What are the 2 types of transport proteins?
Carrier proteins: attach to a specific solute, and this attachment induces the change of shape in a protein, causing it to carry the solute across the membrane and realize on the other side.
Channel proteins: small tubes which allow specific solutes to pass to the other side.
Facilitated diffusion
- only kinetic energy is involved, as the movement of solute is down its concentration gradient.

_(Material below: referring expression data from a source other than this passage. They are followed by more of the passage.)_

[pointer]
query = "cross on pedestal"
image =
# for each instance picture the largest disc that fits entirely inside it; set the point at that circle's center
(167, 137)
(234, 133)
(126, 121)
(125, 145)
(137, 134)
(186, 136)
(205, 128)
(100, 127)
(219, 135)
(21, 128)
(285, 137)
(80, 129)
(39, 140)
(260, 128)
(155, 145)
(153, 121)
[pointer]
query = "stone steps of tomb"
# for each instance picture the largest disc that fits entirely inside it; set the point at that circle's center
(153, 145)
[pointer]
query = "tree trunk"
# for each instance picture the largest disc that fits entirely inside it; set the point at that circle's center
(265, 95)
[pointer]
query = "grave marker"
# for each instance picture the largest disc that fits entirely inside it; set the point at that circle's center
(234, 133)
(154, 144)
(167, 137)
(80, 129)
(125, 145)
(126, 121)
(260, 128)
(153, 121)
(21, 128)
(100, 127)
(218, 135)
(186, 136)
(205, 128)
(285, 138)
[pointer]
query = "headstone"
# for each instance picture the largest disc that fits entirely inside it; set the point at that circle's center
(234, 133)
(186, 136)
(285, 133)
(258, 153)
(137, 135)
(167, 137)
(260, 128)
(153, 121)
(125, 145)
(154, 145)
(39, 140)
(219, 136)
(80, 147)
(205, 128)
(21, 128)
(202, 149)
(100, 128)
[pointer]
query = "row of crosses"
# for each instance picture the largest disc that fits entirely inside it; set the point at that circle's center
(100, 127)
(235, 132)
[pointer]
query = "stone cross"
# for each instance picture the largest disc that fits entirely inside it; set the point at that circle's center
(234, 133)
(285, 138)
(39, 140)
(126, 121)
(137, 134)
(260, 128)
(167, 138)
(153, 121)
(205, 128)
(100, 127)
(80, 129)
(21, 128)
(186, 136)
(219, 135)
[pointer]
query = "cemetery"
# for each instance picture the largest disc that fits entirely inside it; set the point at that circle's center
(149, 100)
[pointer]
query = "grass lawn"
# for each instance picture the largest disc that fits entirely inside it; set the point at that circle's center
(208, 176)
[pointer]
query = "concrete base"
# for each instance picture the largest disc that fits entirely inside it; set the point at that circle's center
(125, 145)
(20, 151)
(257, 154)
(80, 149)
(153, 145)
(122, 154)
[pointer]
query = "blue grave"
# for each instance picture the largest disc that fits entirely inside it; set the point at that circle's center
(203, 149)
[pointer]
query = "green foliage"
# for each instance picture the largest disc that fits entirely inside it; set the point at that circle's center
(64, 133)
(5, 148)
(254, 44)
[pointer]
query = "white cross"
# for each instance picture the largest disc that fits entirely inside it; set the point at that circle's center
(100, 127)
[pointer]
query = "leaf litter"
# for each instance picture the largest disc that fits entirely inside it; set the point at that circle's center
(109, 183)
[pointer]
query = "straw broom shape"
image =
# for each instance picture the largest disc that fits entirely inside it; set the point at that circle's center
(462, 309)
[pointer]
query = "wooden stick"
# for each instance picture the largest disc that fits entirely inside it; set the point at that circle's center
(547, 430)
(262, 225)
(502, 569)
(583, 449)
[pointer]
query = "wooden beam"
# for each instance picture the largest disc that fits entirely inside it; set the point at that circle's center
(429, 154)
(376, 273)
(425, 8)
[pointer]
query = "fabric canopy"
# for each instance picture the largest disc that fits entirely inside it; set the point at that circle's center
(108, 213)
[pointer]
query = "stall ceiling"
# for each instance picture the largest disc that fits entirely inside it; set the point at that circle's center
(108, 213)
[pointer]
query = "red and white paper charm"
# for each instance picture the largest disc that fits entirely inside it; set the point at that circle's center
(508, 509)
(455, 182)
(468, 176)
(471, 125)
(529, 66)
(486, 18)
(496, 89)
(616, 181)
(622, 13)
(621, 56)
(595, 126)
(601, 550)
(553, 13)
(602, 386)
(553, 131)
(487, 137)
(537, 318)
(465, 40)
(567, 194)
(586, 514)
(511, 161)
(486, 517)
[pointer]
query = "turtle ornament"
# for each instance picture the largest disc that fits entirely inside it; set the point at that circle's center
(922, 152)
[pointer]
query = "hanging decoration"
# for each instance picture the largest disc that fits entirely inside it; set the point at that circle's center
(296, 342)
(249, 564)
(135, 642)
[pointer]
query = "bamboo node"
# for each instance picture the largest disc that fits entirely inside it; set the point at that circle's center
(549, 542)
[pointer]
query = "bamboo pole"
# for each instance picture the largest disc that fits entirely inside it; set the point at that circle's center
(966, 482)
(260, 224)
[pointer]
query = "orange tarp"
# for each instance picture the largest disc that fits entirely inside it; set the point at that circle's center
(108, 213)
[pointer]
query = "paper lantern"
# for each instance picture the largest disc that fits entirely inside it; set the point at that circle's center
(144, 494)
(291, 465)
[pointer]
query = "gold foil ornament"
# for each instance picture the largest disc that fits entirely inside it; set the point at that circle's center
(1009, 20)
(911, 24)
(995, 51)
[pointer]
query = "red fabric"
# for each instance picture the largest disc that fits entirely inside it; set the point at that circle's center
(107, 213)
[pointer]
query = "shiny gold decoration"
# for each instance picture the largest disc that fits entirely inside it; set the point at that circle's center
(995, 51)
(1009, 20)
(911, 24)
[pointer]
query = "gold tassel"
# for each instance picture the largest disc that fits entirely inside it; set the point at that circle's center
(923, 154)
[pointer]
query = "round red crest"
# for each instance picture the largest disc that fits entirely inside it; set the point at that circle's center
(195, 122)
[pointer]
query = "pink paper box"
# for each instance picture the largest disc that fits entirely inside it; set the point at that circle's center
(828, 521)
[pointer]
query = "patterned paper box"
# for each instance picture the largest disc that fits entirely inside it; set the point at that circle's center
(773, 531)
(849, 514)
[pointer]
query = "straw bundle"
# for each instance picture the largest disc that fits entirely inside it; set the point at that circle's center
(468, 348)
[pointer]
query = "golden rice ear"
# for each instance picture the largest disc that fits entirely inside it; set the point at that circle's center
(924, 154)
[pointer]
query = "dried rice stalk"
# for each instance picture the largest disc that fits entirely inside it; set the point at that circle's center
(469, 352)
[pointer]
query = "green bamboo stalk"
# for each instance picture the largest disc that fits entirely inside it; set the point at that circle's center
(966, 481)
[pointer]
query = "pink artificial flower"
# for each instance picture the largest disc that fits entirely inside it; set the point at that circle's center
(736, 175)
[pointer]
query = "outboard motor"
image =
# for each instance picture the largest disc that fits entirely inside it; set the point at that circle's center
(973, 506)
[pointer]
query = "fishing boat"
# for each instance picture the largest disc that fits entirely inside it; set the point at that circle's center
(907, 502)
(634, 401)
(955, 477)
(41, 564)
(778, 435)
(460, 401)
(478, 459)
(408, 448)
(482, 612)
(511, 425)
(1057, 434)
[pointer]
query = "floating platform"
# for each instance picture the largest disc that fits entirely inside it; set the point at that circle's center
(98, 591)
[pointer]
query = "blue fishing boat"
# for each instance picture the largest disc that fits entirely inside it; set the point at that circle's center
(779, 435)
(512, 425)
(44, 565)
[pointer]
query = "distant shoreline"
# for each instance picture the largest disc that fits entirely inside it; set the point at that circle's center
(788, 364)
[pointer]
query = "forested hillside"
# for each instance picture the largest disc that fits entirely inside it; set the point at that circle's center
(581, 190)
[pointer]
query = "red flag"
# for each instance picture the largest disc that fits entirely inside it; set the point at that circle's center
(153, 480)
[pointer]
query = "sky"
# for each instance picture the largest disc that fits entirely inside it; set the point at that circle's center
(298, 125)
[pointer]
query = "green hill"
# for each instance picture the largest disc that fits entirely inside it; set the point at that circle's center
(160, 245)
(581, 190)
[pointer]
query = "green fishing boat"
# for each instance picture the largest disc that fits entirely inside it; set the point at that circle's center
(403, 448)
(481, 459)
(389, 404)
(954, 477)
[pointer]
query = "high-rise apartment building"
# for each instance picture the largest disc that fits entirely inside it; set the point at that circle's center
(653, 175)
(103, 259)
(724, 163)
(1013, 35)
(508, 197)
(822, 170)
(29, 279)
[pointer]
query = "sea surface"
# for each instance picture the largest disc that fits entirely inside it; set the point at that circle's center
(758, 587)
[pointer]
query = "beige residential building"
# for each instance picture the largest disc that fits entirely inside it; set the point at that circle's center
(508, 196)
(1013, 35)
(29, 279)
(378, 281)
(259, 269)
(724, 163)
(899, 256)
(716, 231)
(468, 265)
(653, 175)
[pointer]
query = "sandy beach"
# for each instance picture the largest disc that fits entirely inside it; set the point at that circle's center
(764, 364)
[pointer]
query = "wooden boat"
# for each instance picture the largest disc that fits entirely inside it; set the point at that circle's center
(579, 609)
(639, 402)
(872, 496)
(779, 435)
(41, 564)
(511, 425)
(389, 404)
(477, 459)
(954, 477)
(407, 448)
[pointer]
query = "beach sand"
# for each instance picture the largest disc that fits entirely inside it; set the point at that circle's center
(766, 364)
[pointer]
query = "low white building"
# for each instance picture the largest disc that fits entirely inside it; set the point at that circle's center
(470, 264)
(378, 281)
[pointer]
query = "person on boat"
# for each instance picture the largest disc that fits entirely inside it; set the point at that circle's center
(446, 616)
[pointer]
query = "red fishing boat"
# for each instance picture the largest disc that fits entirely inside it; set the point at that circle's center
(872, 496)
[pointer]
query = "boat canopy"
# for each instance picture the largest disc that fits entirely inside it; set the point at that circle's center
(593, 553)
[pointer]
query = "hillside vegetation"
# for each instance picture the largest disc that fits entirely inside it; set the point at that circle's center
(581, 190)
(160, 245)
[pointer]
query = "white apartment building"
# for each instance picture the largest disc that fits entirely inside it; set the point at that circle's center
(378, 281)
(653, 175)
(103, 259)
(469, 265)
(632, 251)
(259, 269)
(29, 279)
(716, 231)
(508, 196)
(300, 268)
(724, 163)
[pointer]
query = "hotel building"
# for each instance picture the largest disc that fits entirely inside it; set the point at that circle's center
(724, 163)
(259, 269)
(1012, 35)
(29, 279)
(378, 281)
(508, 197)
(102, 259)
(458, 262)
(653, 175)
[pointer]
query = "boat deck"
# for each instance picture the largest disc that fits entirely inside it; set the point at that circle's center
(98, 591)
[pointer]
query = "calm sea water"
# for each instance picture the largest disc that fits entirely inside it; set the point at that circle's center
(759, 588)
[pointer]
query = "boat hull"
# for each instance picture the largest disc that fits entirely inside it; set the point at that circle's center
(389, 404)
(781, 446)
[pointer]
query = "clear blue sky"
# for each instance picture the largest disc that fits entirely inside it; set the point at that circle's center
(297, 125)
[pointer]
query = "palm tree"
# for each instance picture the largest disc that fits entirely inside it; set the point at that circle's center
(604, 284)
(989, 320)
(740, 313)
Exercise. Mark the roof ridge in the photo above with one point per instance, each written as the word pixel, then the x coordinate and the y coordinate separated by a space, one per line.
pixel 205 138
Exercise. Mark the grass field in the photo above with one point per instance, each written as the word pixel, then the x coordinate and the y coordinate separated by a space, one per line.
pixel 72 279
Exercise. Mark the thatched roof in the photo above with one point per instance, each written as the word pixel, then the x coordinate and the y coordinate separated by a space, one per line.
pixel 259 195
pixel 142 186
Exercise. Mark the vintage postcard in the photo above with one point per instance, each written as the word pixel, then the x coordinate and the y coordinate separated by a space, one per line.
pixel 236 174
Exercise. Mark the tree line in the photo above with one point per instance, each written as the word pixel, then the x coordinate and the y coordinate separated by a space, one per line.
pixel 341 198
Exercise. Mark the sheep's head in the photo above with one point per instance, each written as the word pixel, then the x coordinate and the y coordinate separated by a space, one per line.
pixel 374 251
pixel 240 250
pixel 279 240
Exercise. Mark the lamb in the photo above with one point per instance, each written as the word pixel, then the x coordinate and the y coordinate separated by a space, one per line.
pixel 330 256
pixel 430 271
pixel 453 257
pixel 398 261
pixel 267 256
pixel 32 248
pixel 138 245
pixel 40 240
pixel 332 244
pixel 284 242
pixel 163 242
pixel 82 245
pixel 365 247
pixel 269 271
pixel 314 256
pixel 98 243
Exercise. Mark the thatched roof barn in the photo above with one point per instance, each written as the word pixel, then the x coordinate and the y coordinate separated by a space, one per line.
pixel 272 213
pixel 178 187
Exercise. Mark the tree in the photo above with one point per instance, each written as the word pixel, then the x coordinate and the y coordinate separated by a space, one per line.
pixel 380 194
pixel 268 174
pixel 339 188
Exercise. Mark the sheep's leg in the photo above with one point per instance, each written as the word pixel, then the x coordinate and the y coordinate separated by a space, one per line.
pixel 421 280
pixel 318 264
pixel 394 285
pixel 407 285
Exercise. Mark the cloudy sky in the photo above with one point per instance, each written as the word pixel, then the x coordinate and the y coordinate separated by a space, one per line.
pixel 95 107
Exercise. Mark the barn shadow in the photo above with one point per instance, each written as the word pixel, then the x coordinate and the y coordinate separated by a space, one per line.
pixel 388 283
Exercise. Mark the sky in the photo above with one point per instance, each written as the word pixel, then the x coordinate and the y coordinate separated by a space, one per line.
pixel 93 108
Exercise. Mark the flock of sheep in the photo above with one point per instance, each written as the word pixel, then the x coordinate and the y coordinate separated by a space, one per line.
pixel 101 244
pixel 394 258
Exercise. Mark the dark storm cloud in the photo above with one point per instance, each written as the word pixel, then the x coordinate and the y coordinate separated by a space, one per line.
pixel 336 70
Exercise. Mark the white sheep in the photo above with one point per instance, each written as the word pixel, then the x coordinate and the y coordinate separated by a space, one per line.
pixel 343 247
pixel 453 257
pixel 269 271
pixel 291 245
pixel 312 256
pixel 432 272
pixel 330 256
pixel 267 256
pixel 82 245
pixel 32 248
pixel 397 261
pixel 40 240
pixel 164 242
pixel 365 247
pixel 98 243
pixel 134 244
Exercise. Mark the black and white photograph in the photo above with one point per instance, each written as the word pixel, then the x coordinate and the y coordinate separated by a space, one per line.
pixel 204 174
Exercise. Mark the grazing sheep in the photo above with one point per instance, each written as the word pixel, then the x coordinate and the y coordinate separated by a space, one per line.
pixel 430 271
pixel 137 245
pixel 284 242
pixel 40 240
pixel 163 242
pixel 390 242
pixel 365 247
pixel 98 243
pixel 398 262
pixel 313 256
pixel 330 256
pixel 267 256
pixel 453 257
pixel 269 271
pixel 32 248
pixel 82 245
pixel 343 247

- Unlike lipids and gases like O2 and CO2, many polar molecules, large molecules and ions cannot pass freely through the plasma membrane. This includes water, sugars, salt (ions), which require integral membrane proteins to help them through.
What is osmosis?
Its a specific situation of diffusion, but its the movement of water down its concentration gradient
- water molecules move from an area of low solute (high concentration of water) to a high solute (low concentration of water)
- Water molecules cross the cell membrane through a special channel protein called aquaporins.